Chapter 6: RM (Retrieval Model Client) - Your Program’s Librarian

In Chapter 5: LM (Language Model Client), we learned how to connect our DSPy programs to the powerful “brain” of a Language Model (LM) using the LM Client. The LM is great at generating creative text, answering questions based on its vast training data, and reasoning.

But what if your program needs information that the LM wasn’t trained on?

Maybe it’s very recent news (LMs often have knowledge cut-offs).
Maybe it’s private information from your company’s documents.
Maybe it’s specific details from a large technical manual.

LMs can’t know everything. Sometimes, your program needs to look things up in an external knowledge source before it can generate an answer.

Imagine you’re building a chatbot that answers questions about your company’s latest product manuals. The LM itself probably hasn’t read them.

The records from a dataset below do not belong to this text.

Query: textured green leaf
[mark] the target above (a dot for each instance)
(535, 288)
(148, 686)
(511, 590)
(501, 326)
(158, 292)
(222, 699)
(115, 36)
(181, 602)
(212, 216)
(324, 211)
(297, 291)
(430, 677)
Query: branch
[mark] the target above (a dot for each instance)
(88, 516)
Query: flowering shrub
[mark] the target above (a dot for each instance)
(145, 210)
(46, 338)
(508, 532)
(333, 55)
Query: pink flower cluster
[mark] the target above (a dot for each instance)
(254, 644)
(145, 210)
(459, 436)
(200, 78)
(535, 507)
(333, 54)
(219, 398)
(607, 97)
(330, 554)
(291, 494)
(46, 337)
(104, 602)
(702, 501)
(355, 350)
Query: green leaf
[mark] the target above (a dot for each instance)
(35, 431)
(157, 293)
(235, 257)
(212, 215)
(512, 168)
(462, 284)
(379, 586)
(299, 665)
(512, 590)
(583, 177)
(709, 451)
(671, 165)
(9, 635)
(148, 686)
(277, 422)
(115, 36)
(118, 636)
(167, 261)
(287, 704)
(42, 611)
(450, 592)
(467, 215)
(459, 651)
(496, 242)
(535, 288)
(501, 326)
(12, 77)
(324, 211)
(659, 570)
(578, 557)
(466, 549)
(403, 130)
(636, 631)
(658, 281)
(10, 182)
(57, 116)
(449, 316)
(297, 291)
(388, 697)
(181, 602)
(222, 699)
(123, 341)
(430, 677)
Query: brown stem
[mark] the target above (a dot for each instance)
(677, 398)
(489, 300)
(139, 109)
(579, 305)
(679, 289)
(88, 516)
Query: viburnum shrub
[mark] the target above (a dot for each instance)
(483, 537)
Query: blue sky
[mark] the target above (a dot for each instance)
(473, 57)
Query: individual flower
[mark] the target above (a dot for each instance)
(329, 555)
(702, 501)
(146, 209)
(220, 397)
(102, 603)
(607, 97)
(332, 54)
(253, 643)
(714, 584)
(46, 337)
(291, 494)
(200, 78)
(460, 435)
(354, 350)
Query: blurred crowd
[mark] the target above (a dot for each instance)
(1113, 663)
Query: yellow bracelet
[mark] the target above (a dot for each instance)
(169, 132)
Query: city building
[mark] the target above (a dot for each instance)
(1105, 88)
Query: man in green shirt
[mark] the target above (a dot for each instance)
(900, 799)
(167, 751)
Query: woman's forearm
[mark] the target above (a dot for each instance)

Your program needs a way to:

Receive the user’s question (e.g., “How do I reset the Frobozz device?”).
Search through the product manuals for relevant sections about resetting the Frobozz.
Give those relevant sections to the LM as context.
Ask the LM to generate a final answer based on the user’s question and the context it just found.

This “search” step is where the RM (Retrieval Model Client) comes in!

Think of the RM as:

A Specialized Librarian: Your program asks it to find relevant information on a topic (the query).
A Search Engine Interface: It connects your DSPy program to an external search system or database.
The Knowledge Fetcher: It retrieves relevant text snippets (passages) to help the LM.

In this chapter, you’ll learn:

What an RM Client does and why it’s essential for knowledge-intensive tasks.
How to configure DSPy to use a specific Retrieval Model.
How DSPy modules can use the configured RM to find information.
A glimpse into how the RM fetches data behind the scenes.

Let’s give our program access to external knowledge!

What Does the RM Client Do?

The RM Client acts as a bridge between your DSPy program and an external knowledge source. Its main job is to:

Receive a Search Query: Your program gives it a text query (e.g., “reset Frobozz device”).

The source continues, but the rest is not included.